Simply hearing Celia’s deep rooted insecurities come to the surface and the tears which inevitably spilled over, resulting in saltwater stained porcelain and a painful twist in his gut which felt a hell of a lot like guilt, Quinn couldn’t take it anymore. “Hey, hey.” His palms came up to clasp her jawline, thumbs wiping away at the liquid coating her cheeks. Perhaps she’d push him away again, which she had plenty of reason to do, but he couldn’t bear to witness her agony. “We need to get your hand under cold water,” the timbre of his voice became soft as he gingerly lifted up her scalded hand to view the damage. “And I promise I’ll explain everythin’. Just come with me. Please.”
Intertwining his fingers with her unburnt ones, he led the brunette away from the lingering ears and invasive gazes of their fellow townsfolk. This was his truth and he refused to share it with anyone other than the woman who deserved to hear it most. Once he spotted an outdoor shower meant for people to rinse their feet and hands, Quinn turned on the icy water and brought her palm beneath it for several beats before speaking. “When you left, it felt like… Like you took one of my limbs with you. I didn’t know how to cope, I’d never let anyone in before who just left. You were my first love, the only girl I ever gave a damn about.” He sighed, attempting to piece together the narrative in his mind as best he could. It was a memory he had purposely avoided due to the fact that he loathed the idea of dredging up the weakest period in his life.
“It was like this gapin’ hole in my chest. I couldn’t sleep. Couldn’t eat. Spent most of my time at the garage or starin’ at the ceilin’ just wonderin’ what the hell I did to make you hate me so much. And then my mom, God rest her beautiful soul, suggested that I take a walk to the local diner and get her a cake. When I think back on it, I’m pretty sure she just wanted me to see sunlight for the first time in weeks.” He shut the water off, tearing a paper towel from a nearby stool beside the shower and using it to very gently dry her fingers. “Ashley was workin’ there as a waitress and when I came up to the counter… I dunno, guess everybody heard about you. She apologized and said if I needed someone to talk to, she was willin’ to get off early and listen.”
Now it was his turn to choke back the tightness in his throat and a stinging in his nostrils. “I’m so sorry, Celia. I was lonely and hurtin’, but that’s no excuse because I knew what she’d done. It was immature and stupid; I mean Jesus, I was there when she began the crusade against you. But I just… I wanted to know that I mattered to somebody, that I was capable of being loved still.” Quinn coughed, inhaling deeply to steady his voice. “It was just one time, nothin’ else happened.

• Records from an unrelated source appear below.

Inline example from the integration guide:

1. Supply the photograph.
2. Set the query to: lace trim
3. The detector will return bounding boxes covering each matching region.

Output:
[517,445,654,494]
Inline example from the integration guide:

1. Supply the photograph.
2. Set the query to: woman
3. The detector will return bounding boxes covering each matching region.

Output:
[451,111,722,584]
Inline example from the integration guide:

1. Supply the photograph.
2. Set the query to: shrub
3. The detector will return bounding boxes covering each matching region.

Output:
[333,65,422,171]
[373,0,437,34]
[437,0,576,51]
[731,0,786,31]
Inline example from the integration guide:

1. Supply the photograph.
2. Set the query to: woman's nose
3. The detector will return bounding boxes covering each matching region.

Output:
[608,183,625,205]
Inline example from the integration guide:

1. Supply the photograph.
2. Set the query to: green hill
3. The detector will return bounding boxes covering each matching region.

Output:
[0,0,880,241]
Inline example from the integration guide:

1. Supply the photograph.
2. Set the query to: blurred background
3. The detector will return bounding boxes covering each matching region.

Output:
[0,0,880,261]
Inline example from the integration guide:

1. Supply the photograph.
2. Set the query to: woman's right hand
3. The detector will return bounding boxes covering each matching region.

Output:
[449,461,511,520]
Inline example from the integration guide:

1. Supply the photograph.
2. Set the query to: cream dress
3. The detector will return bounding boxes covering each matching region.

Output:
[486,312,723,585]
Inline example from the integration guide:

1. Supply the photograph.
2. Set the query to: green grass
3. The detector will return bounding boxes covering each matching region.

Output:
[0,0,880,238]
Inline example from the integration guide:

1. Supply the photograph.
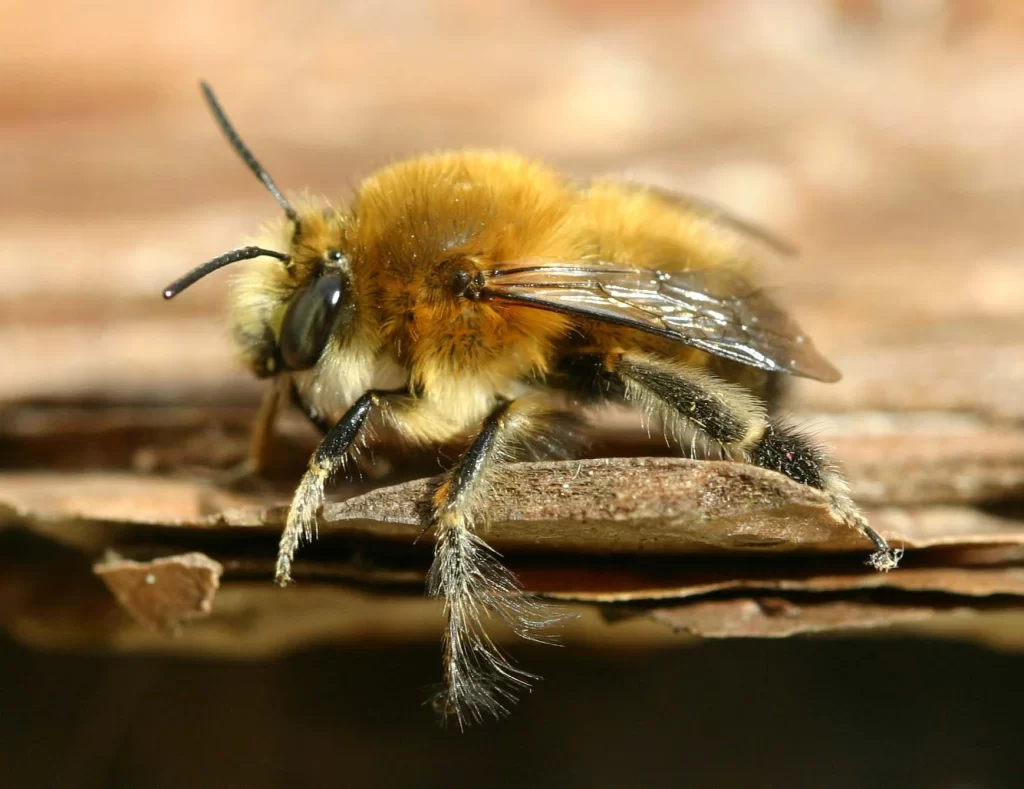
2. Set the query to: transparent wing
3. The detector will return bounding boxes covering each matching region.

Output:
[481,260,840,382]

I hated myself for it once I realized that she was only humorin’ me to make some twisted point to you, even after you were long gone.” He didn’t know what else to say. “I’m sorry. If you hate me, I understand. I never should have crossed that line.”
While she didn’t want an explanation, she still allowed him to steer her out of the crowd and away from curious eyes. Celia didn’t want to hear about it because she was selfish; because she knew that it had everything to do with her. But she owed him everything and this was the least she could do. She deserved to feel his pain. Her face twisted into an unpleasant grimace when the cold water hit her burning hand and she forced herself to listen when he begun to speak. What I did to make you hate me so much. Her lips parted to interrupt him but closed seconds after. There was nothing she could say because even if he was wrong, and she hadn’t ever hated him, it was how he felt and she knew he was entitled to his feelings. She closed her eyes while he dried off her hand that throbbed with pain yet it’d never compare to the heavy, heartbreaking pain in her chest.

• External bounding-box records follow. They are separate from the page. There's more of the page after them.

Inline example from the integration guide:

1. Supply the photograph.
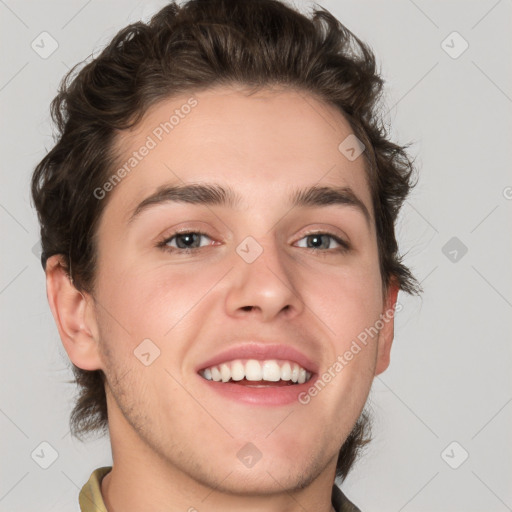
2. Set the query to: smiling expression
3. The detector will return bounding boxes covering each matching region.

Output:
[79,87,396,492]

Her eyes fell to the ground when he was done and she played with the dirt beneath her shoes for a moment. “I’m sorry about the chili,” she said after a minute of silence, “you know she won’t enter the competition now.” Celia exhaled a shaky breath, studying her red palm to avoid his gaze because she was ashamed. For everything, not just the chili and her selfish feelings that caused the fight, but for leaving him when he was the only thing that had ever made sense. “I was young and naive, I thought I wanted the glitz and the glamour, that I could escape all the painful memories— but I never hated you. I’m not capable of hating you.” It was the only thing she needed him to know; that it had never been his fault that she looked for an escape. Celia had only ever wanted to be strong but didn’t believe it was possible in the place that had relentlessly kicked her to the ground.